This is one of those recipes that you find and get so excited about after baking and devouring BECAUSE…it is soooooo easy to put together and SOOOOOO good! When I think of Chicken Fajitas, I imagine a lot of prep work and standing by the stove cooking, stirring and adding seasoning. Something that has to be done right before you sit down and eat. THIS recipe has you do all the prep and then throw it in the oven for 30ish minutes so that when your kids need you, which ALWAYS happens to be the 30 minutes before super starts (at least in my home), you can give them all the attention they need! I put this together in the afternoon and refrigerated it before putting it in the oven. I can’t see why you can’t even put this together a whole day ahead of you wanted! The flavor was so good! Just pull out some tortilla shells, sour cream and lettuce if you have it. Cheese and avocado if you want, and you got your family a meal!

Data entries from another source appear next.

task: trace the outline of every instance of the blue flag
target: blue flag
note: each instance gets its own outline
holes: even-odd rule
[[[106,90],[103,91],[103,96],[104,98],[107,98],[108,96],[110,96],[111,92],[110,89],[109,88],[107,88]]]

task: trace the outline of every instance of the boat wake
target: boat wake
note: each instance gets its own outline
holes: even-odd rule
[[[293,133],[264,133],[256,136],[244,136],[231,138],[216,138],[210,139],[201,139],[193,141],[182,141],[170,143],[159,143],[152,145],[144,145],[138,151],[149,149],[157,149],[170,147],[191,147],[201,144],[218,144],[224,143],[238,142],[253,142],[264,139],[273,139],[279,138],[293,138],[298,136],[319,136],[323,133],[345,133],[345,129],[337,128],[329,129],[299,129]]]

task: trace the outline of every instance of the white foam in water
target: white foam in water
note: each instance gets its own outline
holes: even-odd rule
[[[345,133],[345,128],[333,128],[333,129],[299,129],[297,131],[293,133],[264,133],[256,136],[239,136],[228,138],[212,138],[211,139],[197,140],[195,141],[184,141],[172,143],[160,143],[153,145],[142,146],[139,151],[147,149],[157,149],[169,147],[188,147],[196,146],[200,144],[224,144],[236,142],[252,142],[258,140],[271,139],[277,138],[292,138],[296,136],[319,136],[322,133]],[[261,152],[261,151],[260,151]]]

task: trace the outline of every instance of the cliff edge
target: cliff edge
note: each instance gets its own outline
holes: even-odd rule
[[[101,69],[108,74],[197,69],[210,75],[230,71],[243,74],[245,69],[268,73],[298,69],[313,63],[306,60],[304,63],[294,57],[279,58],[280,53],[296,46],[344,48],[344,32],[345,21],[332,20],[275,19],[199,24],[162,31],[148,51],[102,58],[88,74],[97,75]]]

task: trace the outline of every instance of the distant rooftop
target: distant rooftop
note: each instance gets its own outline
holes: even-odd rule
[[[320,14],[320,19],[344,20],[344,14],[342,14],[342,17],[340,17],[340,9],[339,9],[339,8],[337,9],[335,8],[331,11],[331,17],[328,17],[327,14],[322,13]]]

Thank you to Jodie from Eatin’ on the Cheap for this recipe and beautiful photo! The aroma of the fajita mixture was smelling too good and forgot to take one of my own.
Baked Chicken Fajitas
2 boneless, skinless chicken breasts, cut into strips
1 - 15 oz can diced tomatoes, drained
1 - 4 oz can diced green chilies (I omitted because I didn’t have any in the house which turned out great but would add next time to give it a try)
1/2 medium onion, sliced thin
1/2 green bell pepper, seeded and sliced thin
1/2 red/yellow/orange bell pepper, seeded and sliced thin
2 T extra virgin olive oil (or whatever you have in the kitchen)
2 t. chili powder
2 t. cumin
1/2 t. garlic powder
1/2 t. dried oregano
1/4 t. salt
flour tortillas, lettuce, avocado, cheese, sour cream, etc. to serve
Preheat the oven to 400 degrees. Grease a medium to large baking dish (between a 8×8 and 9×13). Mix together chicken, tomatoes, chilies, peppers, and onions in the dish.
In a small bowl combine the oil and spices. Drizzle the spice mixture over the chicken and toss to coat.
Bake uncovered for 30 minutes or until chicken is cooked through and the vegetables are tender. Serve with warmed tortillas and other toppings of your choice.